Hürriyet ve Ahmet Kaya, 'Vay Şerefsiz'ler!
Ergun Babahan: Hürriyet, Orhan Pamuk, Hrant Dink gibi devletin kırmızı çizgilerini aşan tüm aydınlara yaptığını Ahmet Kaya’ya da yapmıştı.
12 Yıl Önce Güncellendi
2013-11-01 06:21:52
Ergun Babahan'ın T24'teki "Hürriyet ve Ahmet Kaya, 'Vay Şerefsiz'ler!" başlıklı (1 Kasım 2013) yazısı şöyle:
'‘Bugün o manşeti öyle atmazdım’’ diye yazmış Ertuğrul Özkök, Cumhurbaşkanı Abdullah Gül’ün özel ödüllerden birini sürgünde hayatını kaybeden Ahmet Kaya’ya vermesini değerlendirirken.
O manşet ‘‘Vay Şerefsiz’’ idi.
Ahmet Kaya, ''Ben 3 tane şerefsizin yüzünden ülkemde arabama bile binemedim'' demişti ama Hürriyet gazetesi bu sözleri ''Şerefsizlerin ülkesinden arabamı bile alamadım'’ diye manşete taşımıştı.

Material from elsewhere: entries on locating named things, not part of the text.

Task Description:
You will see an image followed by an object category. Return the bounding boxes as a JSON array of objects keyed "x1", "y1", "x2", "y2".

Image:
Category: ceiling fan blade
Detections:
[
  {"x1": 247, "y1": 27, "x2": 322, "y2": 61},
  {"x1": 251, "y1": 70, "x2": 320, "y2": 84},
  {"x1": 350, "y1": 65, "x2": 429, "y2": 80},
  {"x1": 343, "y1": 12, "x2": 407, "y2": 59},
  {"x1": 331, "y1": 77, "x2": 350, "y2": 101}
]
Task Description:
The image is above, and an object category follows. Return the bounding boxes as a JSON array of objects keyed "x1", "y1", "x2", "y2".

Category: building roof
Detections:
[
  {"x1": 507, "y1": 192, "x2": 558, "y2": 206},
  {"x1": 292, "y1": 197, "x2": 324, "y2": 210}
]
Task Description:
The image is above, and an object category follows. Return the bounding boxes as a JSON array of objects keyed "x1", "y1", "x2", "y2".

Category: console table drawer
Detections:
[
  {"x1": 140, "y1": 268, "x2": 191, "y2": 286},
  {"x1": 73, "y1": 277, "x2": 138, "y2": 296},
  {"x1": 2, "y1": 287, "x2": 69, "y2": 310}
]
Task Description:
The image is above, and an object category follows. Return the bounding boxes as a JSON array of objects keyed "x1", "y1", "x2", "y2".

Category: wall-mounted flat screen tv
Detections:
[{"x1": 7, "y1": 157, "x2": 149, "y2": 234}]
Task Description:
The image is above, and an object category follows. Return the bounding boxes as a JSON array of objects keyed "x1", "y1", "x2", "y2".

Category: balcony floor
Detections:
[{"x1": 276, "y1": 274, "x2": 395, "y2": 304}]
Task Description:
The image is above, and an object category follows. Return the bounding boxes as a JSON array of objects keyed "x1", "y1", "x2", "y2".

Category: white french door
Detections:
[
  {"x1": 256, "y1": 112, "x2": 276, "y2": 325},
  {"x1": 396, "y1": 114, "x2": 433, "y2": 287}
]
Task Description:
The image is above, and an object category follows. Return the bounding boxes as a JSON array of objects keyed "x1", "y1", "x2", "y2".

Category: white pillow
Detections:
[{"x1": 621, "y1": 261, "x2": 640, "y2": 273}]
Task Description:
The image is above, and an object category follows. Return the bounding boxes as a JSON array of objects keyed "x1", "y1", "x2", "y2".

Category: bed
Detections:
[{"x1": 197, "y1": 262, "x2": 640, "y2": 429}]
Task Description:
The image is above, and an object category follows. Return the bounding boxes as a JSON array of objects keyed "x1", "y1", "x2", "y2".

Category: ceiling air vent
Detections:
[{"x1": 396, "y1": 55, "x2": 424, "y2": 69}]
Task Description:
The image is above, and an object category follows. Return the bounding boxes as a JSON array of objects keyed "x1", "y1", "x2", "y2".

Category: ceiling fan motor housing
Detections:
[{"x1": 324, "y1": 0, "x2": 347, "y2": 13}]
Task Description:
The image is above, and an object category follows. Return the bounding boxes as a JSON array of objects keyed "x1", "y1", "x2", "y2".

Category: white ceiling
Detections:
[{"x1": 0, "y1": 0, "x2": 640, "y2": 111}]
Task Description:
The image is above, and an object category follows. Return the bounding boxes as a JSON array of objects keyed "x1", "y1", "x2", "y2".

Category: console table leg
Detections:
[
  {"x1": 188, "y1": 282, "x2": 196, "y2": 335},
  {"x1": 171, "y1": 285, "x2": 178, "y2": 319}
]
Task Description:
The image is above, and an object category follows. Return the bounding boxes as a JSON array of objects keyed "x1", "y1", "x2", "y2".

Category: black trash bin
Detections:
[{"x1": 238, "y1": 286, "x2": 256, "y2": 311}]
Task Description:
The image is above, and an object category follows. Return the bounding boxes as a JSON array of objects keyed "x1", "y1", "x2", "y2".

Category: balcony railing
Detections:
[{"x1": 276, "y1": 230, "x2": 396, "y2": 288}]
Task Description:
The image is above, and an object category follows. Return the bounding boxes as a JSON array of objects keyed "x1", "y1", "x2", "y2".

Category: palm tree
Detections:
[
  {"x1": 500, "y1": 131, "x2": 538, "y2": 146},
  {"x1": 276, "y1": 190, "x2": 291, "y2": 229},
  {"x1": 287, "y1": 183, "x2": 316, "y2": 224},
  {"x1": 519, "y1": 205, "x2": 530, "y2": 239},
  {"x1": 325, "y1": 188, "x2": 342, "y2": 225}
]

Ama bu manşet tek değildi. Ardından Ahmet Kaya’nın PKK bayrağı önünde çekilmiş bir fotoğrafı ile ‘‘Ayıp ettin gözüm’’ manşeti yayınlandı, fotoğrafın montaj olduğu, Kaya’nın öyle bir poz vermediği ortaya çıktı.
Birileri bu fotoğrafı düzenlemiş ve yayınlanması için Hürriyet’e servis etmişlerdi.
Soru şu: Kimdi bu birileri ve neden Hürriyet?
Hürriyet sadece bumanşetleri atmakla yetinmemiş, yazarları üzerinden Ahmet Kaya’ya yönelik bir linç hareketi başlatmıştı.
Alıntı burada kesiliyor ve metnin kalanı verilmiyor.